Un po’ come per il settore automobilistico anche nella previdenza complementare la rottamazione conviene. In particolare per quanto riguarda i vecchi PIP (Piani pensionistici individuali che non si sono adeguati al decreto 252/2005) trasferire la posizione a un nuovo PIP consente di ottenere prestazioni migliori.
Questo non solo per la maggiore efficienza (costi meno elevati) ma ci sono anche altri vantaggi. I nuovi PIP sono più sicuri e trasparenti (ci sono nuove regole in vigore dal 2007 che tutelano maggiormente i pensionati futuri): le «gestioni separate» a cui si agganciano i cosiddetti nuovi Pip godono, per esempio, di un’autonomia e separatezza patrimoniale (ai sensi dell’articolo 2117 codice civile) che risulta un ottimo «airbag» di fronte a eventuali «incidenti» di percorso: in caso di crack della compagnia assicurativa gli iscritti a forme di previdenza complementare “adeguate” alla riforma del 2005 sono più tutelati non essendo tale patrimonio distraibile al fine previdenziale. Da non scartare poi il fatto che ai Pip nuovi si può conferire anche il Tfr consentendo cos’ di accumulare un montante più capiente per la futura pensione. Più flessibilità è prevista anche in uscita: in determinati casi si può riscattare la posizione e, dopo otto anni di permanenza, si può chiedere anche un’anticipazione fino al 30% della posizione, senza dare particolari giustificazioni. Possibilità preclusa ai vecchi PIP che sono ancora legati al decreto 124/93.

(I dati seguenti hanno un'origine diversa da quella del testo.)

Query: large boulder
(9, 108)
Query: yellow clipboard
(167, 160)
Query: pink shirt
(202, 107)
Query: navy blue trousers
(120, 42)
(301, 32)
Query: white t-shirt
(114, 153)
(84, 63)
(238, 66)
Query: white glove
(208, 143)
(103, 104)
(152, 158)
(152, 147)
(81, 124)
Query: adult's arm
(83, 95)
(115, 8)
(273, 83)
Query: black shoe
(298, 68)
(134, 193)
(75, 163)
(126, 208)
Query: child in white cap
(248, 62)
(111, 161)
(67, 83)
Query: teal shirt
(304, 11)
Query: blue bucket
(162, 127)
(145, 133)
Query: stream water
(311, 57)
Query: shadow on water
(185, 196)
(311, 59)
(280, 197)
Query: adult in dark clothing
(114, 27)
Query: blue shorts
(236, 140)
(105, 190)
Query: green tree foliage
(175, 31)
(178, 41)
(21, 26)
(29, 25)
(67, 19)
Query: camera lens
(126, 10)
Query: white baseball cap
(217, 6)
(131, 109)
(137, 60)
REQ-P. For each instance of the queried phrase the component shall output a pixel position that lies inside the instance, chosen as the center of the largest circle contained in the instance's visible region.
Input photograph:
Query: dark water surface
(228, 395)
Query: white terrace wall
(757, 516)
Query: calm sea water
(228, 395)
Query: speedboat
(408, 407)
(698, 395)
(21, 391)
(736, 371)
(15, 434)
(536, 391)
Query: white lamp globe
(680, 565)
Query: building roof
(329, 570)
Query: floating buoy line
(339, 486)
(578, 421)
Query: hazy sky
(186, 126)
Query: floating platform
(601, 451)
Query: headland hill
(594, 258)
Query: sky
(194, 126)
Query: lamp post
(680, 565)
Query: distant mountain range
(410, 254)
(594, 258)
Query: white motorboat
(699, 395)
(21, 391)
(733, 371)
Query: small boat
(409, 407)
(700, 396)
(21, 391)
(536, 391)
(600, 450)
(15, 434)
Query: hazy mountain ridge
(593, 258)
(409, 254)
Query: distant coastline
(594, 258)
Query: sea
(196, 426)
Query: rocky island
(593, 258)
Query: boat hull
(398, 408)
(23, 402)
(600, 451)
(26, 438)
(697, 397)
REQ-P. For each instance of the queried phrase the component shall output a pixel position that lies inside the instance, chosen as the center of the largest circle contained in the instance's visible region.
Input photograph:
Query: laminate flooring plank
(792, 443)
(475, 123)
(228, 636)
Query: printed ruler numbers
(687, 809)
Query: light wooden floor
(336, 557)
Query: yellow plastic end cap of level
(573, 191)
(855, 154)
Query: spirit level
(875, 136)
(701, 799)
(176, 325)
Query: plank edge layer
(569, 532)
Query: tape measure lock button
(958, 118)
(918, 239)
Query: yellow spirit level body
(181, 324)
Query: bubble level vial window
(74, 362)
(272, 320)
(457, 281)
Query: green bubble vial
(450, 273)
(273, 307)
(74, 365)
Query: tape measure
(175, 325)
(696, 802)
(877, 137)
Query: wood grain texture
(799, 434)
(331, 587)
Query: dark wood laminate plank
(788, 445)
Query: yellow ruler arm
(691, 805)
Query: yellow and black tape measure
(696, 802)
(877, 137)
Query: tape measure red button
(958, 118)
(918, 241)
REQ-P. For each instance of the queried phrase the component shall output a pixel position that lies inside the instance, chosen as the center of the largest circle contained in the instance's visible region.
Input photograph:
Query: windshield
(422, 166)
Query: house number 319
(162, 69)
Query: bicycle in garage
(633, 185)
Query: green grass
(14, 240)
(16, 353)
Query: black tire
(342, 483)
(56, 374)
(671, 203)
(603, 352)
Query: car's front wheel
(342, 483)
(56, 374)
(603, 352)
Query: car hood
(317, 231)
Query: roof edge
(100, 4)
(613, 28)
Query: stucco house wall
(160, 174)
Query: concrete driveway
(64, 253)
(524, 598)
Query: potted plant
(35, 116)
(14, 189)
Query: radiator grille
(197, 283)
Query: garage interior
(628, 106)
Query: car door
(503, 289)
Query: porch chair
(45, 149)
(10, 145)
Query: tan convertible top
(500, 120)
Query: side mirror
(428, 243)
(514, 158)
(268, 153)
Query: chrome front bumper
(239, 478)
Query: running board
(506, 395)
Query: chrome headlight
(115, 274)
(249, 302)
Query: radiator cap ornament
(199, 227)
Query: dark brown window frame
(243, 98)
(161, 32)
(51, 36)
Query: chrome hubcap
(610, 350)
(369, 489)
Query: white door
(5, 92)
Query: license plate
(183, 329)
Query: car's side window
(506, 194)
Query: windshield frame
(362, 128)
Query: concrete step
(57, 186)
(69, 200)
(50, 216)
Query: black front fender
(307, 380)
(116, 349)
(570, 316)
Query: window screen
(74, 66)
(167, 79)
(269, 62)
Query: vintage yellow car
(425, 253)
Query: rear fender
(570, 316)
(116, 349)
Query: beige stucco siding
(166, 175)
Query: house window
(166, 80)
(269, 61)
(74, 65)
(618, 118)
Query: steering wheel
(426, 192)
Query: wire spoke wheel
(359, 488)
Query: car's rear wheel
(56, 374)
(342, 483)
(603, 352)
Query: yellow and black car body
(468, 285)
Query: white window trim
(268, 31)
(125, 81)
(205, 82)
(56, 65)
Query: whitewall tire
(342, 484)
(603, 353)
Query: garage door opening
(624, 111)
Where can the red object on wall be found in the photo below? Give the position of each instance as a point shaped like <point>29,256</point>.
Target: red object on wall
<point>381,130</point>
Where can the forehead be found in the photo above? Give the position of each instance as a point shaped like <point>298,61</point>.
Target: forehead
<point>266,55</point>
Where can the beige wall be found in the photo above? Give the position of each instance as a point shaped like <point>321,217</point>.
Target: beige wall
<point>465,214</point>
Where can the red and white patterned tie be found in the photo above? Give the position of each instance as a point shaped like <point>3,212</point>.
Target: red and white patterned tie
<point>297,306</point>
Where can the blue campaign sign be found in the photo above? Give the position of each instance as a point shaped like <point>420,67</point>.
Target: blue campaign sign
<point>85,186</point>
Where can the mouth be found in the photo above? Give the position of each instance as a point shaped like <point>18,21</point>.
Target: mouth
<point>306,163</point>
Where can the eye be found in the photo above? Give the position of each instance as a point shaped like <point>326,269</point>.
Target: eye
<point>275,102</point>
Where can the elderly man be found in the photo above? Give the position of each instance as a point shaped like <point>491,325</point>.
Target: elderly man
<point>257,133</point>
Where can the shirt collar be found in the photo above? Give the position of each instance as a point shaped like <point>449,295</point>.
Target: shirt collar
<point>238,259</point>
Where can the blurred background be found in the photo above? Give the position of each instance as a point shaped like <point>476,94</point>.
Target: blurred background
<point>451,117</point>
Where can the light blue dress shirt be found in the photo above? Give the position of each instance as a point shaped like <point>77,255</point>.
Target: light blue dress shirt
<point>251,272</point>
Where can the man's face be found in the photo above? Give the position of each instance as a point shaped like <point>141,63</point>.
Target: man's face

Da non sottovalutare, infine, l’aspetto fiscale cui sono soggette le prestazioni (oggi con un’imposta sostitutiva del 23% e/o variabile tra un 15% e un 9%): in forma di capitale a tassazione separata e in forma di rendita ad aliquota marginale IRPEF e i premi conferiti, deducibili entro il limite del 12% del reddito.
Eppure gli italiani risultano essere molto pigri a muoversi e a rinnovare le proprie scelte nella previdenza. I dati parlano chiaro: nonostante le forme di prima generazione (ante 2007) siano molto meno convenienti con costi fuori controllo (anche pari al 7%-8% sul premio versato), a circa undici anni dall’entrata in vigore del decreto 252/2005 solo il 40% degli 880mila aderenti ai Pip “vecchi” ha deciso di cambiare. Oggi infatti gli italiani che hanno nel cassetto ancora un «vecchio» contratto sono oltre 500mila.
Questi dinosauri previdenziali, pur non potendo essere più venduti, vengono ancora alimentati tanto che, nonostante il calo degli iscritti, le risorse destinate alle prestazioni sono salite da 4,8 miliardi di fine 2006 agli attuali 6,5 miliardi.
Vista la convenienza dei Pip e dei fondi pensione nuovi come mai solo il 40% ha cambiato? Qui le colpe sono di più soggetti. Non solo delle compagnie assicurative che hanno tutto l’interesse a guadagnare sui vecchi modelli dotati di maggiori margini. Ma anche del legislatore che avrebbe dovuto stabilire una sorta di rottamazione dei vecchi strumenti per tutelare i risparmiatori.
Non bisogna dimenticare infatti che, come ricorda la stessa Covip, su un periodo di partecipazione di 35 anni, e a parità di rendimenti della forma prescelta, l’1% in più di costo annuo trattenuto corrisponde a un abbattimento della prestazione finale di quasi il 20%, se la maggiorazione sale al 2,5% annuo la prestazione si riduce di un terzo.